The prophet writes that God will pour out on his people “a spirit of grace and petition, and they will look on him whom they have pierced, and they shall mourn for him as one mourns for an only son.” These two go together; in fact, it is through looking on him whom we have pierced—that is to say the contemplation of Christ crucified—that we come to notice, appreciate, and perceive the Spirit of God poured out upon us, his people. This is because it is precisely the Passion that accomplishes the handing over of the Holy Spirit to us, which is God’s way of making a home in our hearts and lives. Recall the moment of Jesus’ death in St. John’s Gospel: “And bowing his head, he handed over the Spirit.”

Here we have the dynamic process of faith and prayer which is the heart and the basis of Christianity. By our contemplation of Christ crucified, we become aware of the Holy Spirit we have received through the sacrifice of his Passion. In turn, the Spirit enables us to recognize Jesus as the Christ of God. As this confession of faith wells up in our hearts and minds, we are pushed further into the contemplation of Christ crucified. Prayer and faith live in a mutually growing process and the result is that we become better Christians each day.

This contemplation is what we are about here at Mass, for holy Mass is Jesus’ extension of the sacrifice of his Passion through time such that we can share and receive his broken Body into our lives. Our Holy Communion, then, is the perfect contemplation of Christ crucified because in it we receive his Body into our bodies. It is by our Communion, then, that we also receive the Spirit that recognizes Him Whom we have received.

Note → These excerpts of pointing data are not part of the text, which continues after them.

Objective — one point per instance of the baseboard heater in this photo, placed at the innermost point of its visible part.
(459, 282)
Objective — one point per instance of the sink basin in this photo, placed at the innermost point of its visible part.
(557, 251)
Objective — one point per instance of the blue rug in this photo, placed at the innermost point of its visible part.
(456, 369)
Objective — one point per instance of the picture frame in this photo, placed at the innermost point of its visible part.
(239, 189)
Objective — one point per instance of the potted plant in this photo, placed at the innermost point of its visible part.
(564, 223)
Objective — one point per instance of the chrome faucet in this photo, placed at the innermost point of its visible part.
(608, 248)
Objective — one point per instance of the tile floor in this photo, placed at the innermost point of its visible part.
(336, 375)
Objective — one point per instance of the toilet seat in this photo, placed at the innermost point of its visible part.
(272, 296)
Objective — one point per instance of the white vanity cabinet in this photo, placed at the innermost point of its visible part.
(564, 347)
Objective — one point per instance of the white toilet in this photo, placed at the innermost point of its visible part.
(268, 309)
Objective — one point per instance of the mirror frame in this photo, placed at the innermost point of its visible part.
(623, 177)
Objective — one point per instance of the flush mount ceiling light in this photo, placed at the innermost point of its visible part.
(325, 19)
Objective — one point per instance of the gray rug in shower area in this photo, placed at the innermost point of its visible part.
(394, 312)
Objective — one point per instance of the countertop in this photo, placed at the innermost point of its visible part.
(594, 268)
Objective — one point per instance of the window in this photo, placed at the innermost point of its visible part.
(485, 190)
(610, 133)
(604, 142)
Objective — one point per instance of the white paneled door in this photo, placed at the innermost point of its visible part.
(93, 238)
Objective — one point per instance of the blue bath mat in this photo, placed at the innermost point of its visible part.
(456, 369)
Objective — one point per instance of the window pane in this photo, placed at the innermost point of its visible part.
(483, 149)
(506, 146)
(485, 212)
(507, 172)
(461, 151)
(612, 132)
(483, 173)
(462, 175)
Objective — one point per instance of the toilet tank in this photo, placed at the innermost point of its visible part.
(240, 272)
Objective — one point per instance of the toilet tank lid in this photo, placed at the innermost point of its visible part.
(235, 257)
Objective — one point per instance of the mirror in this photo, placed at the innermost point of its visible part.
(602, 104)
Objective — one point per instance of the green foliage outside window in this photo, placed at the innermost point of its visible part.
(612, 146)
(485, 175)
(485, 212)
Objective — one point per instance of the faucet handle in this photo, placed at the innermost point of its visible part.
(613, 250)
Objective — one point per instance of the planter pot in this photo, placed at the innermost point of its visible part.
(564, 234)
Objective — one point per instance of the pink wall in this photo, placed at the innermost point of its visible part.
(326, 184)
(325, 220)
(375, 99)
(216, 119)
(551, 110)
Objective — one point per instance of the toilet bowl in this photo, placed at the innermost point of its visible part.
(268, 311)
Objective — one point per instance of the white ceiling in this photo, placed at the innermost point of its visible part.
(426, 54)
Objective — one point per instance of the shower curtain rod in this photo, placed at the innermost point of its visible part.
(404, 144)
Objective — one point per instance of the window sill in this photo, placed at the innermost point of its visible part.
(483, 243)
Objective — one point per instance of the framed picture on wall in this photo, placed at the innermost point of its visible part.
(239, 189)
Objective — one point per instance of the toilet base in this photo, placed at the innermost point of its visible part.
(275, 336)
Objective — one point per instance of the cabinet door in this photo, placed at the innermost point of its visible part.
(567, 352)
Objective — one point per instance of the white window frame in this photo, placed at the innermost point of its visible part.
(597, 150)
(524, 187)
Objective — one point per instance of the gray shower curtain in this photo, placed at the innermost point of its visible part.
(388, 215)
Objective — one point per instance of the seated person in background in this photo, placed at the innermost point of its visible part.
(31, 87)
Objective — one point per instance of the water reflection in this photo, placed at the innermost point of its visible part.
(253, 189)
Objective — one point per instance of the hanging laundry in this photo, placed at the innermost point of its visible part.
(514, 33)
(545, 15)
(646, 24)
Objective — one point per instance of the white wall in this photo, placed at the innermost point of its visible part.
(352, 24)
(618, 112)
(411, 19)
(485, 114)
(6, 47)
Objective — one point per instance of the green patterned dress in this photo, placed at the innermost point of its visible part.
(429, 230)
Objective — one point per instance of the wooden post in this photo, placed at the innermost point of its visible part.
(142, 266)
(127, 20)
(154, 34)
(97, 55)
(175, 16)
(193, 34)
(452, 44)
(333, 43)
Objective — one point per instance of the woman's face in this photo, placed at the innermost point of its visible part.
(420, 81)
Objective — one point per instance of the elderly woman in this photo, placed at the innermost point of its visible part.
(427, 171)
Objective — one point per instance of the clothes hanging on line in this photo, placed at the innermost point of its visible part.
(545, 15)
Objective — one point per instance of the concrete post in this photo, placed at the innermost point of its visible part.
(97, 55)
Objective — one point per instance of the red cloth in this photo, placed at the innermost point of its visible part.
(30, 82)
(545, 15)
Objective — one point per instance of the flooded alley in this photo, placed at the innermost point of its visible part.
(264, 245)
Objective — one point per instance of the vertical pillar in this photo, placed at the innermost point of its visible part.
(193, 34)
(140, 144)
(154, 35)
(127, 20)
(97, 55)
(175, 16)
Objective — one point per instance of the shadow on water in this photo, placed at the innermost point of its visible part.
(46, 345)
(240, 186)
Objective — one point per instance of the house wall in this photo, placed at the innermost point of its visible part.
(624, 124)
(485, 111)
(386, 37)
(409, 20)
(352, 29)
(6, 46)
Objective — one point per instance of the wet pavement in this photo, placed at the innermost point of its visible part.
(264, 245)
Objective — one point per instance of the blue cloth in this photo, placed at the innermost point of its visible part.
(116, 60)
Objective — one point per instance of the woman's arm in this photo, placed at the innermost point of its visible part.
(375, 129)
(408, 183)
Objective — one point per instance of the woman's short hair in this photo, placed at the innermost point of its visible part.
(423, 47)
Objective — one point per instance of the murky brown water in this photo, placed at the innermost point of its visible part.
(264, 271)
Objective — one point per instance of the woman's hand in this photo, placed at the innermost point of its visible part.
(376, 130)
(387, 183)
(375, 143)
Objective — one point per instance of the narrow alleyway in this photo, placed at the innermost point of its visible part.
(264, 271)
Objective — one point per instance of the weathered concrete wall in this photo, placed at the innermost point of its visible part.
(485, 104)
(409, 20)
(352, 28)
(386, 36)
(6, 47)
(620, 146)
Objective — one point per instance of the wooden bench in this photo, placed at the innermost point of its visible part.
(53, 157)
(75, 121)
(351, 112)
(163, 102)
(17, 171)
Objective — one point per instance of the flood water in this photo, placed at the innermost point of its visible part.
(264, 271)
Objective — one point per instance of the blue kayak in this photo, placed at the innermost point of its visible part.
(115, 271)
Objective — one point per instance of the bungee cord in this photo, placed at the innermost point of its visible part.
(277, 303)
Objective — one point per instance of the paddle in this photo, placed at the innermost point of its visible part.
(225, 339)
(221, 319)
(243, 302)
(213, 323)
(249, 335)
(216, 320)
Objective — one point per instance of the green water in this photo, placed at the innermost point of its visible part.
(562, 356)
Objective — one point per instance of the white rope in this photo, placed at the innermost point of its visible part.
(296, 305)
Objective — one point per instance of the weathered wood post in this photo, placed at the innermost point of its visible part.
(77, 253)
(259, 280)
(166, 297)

We come here to Sunday Mass in order to become Christians, to make again the confession of faith that the Spirit prays within us. We become the Body of Christ we receive, and so inherit the saving mission of Jesus. In this we ourselves are called to be the fulfillment of the last part of Zechariah’s prophecy we hear today; to become, as Church, a “fountain to purify from sin and uncleanness.” The Church is called to be the sign for the world of God’s salvation, and the source of the baptism that can save the world from its selfishness and misery. Let us recognize Jesus as the Christ, accept the mission God wills to embed within us by Holy Communion, and become this baptism for the world.